S’appliquera-t-elle aussi aux écoles sous contrat ? Aux écoles hors contrat ? Pour les écoles sous contrat, il ne devrait pas y avoir de problème puisqu’elles appliquent le programme de l’Éducation nationale. Pour les autres, il en va tout autrement. C’est l’occasion de revenir sur un sujet qui enflamme tout de suite les passions mais dont il est urgent de discuter. C’est une vieille histoire qui remonte aux lois sur l’école de Jules Ferry. La loi de 1882 pose le principe de l’obligation de l’instruction, et non l’obligation d’aller à l’école. C’est le principe de la liberté d’enseignement qui permet aux familles de choisir librement la manière dont leurs enfants seront instruits, et même de les instruire eux-mêmes. Le corollaire de ce droit tel qu’il a été interprété jusqu’à présent, c’est que n’importe qui, ou presque, peut ouvrir une école ou scolariser ses enfants chez lui par simple déclaration. 
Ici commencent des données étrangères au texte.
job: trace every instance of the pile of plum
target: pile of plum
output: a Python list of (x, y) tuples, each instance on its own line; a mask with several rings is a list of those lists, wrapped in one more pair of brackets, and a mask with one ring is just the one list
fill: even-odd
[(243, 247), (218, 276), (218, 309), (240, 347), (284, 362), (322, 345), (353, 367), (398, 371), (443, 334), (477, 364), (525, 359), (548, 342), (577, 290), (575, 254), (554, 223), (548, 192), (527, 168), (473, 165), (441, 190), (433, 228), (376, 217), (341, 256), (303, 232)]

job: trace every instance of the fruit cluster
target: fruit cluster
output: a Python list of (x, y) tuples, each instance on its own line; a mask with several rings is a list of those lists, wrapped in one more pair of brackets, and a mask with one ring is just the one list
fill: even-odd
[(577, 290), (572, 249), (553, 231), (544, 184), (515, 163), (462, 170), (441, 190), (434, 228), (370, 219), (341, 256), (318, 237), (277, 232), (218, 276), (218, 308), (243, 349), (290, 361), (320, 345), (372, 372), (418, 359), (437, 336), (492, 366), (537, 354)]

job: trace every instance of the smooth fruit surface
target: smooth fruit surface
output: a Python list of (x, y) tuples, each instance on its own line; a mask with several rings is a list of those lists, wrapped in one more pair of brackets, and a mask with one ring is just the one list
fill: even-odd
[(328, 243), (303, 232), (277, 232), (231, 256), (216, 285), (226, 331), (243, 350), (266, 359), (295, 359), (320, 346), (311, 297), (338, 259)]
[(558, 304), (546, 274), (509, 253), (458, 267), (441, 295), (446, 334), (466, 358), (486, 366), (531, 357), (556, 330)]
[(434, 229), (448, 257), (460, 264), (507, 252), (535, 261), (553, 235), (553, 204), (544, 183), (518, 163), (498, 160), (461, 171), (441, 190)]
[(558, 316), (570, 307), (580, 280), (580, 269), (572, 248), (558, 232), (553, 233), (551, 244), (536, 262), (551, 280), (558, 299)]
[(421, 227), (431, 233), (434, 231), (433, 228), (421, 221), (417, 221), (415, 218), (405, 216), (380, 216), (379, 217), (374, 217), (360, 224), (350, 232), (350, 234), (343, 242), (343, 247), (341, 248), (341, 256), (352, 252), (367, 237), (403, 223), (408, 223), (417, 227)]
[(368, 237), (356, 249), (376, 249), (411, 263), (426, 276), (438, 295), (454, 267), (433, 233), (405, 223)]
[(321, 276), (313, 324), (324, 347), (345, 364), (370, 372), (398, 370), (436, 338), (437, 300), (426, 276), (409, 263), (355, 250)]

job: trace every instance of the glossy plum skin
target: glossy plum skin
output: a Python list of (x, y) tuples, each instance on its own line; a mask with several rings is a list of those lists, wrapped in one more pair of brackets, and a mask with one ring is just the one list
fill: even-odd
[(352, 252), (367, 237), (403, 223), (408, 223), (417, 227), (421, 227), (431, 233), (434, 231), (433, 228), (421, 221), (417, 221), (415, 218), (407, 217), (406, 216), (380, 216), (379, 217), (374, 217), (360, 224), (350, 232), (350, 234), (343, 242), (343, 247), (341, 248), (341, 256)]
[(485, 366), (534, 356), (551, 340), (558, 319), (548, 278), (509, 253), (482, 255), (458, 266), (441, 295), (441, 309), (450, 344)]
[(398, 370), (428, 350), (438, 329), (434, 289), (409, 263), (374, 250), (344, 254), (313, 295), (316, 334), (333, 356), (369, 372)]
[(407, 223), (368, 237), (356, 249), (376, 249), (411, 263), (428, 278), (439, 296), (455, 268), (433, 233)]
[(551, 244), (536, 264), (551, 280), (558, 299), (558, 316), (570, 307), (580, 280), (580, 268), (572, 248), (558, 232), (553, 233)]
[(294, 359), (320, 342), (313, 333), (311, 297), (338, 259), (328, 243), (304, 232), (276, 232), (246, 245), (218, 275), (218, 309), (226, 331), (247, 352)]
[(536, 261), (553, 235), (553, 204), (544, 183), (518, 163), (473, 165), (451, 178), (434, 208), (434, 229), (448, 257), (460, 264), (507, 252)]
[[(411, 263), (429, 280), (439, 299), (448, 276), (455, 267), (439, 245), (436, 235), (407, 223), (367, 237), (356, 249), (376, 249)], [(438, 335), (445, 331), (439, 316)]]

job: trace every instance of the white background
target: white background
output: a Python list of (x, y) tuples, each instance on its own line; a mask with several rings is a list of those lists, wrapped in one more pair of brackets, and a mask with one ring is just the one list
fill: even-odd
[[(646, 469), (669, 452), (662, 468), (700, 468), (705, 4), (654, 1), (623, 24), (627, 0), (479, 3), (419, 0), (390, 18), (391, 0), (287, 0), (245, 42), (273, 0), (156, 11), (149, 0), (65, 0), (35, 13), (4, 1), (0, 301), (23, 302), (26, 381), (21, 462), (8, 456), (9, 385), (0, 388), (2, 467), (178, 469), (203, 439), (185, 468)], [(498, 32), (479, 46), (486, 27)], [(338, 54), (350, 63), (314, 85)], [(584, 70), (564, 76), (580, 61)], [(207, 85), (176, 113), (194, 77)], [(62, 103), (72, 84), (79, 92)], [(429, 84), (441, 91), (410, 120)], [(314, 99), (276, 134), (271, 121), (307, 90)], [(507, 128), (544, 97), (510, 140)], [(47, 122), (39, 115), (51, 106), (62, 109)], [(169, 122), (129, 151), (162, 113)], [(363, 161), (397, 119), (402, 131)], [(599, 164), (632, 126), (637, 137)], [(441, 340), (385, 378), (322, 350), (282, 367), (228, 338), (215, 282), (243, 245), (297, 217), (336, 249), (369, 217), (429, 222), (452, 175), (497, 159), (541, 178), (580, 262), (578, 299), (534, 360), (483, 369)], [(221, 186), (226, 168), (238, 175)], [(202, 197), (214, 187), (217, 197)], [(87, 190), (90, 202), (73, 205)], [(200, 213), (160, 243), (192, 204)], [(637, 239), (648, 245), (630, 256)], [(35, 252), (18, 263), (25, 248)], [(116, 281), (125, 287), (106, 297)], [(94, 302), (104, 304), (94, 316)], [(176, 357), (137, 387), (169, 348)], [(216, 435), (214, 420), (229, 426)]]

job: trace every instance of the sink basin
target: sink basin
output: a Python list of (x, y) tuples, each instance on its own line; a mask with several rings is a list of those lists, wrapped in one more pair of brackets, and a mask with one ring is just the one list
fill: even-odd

L’Éducation nationale peut contrôler – encore heureux – au nom du droit de l’enfant le contenu de l’instruction qui lui est délivrée. Un décret de 2016 a renforcé ce contrôle. En cas de manquement, les parents (ou le directeur, s’il s’agit d’une école hors contrat) sont passibles de poursuites pénales. À l’heure actuelle, on compte plus de 56 000 élèves scolarisés dans des écoles hors contrat et 25 000 à domicile. Le contrôle était – hélas – très épisodique jusqu’à présent et donnait assez peu fréquemment lieu à des poursuites. On verra ce que donnent les nouvelles modalités de ce contrôle, mais ce qui est certain, c’est que sans remettre en cause la liberté de choix des parents, on ne peut pas laisser des milliers d’enfants apprendre n’importe quoi.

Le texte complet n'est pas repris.